Batt fiber can range from 0.5 d-tex to 22 d-tex and may contain an adhesive to supplement fiber to fiber bonding. The bonding may result from the use of, for example, a low temperature meltable fiber, particles and/or resin. Dewatering fabric 20 is a very thin fabric, which reduces the amount of water carried therein. This improves the dewatering efficiency and reduces or eliminates a rewetting phenomena seen with prior art structures. The total thickness of dewatering fabric 20 is preferably less than 1.50 millimeters, and more preferably less than 1.25 millimeters and even more preferably less than 1.0 millimeter thick.
Machine direction yarns 54, shown in FIGS. 3, 4 and 5, also known as weft yarns 54 in an endless weaving process, are made of a multi-filament yam, normally twisted/plied or can be a solid monolithic strand usually of less than 0.40 millimeter diameter, with a preferable diameter of 0.20 millimeter or as low as 0.10 millimeter. Cross direction yarns 56, shown in FIGS. 3, 4 and 5, also known as warp yarns 56 when woven in an endless weaving process are made of a monofilament yarn, of a diameter greater than or equal to 0.2 mm, preferably 0.38 mm. The multifilament yarns are formed in a single strand, twisted cabled or joined side by side to form a flat shaped fabric 50. Woven permeable fabric 50 may have straight through channels needled through fabric 50, thereby causing a straight through drainage channel through dewatering fabric 20. Additionally, a hydrophobic layer may be applied to at least one surface.

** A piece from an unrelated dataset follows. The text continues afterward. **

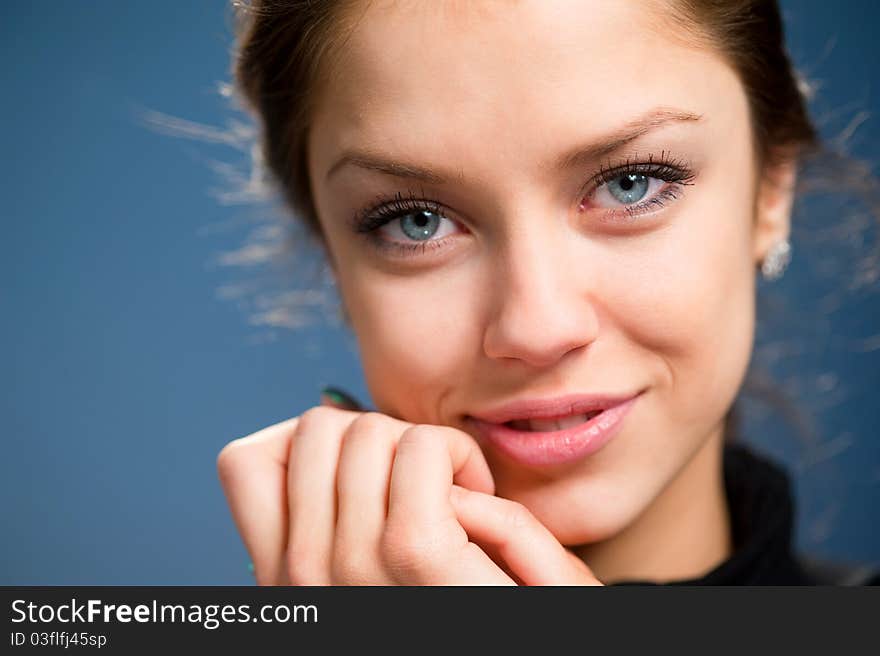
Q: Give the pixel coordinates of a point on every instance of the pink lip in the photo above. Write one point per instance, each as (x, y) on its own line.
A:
(537, 448)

As to the uses of dewatering fabric 20 in dewatering system 10, pressure is applied by belt press 22 against web 12 as a mechanical force that creates a hydraulic pressure in the moisture contained in web 12. The squeezing action is coupled with a vacuum at zone Z of vacuum roll 18, to drive moisture from web 12 and through dewatering permeable membrane 20. Advantageously, moisture is removed through the combination of the pressure applied by the extended nip press contact of belt 24 and the introduction of air through belt 24 and fabrics 14 and 20 enhance the dewatering capability of the present invention.
Dewatering fabric 20 has an air permeability of less than 130 cfm, preferably less than 100 cfm, more preferably less than 65 cfm and even more preferably less than 35 cfm.
While this invention has been described as having a preferred design, the present invention can be further modified within the spirit and scope of this disclosure. This application is therefore intended to cover any variations, uses, or adaptations of the invention using its general principles. Further, this application is intended to cover such departures from the present disclosure as come within known or customary practice in the art to which this invention pertains and which fall within the limits of the appended claims.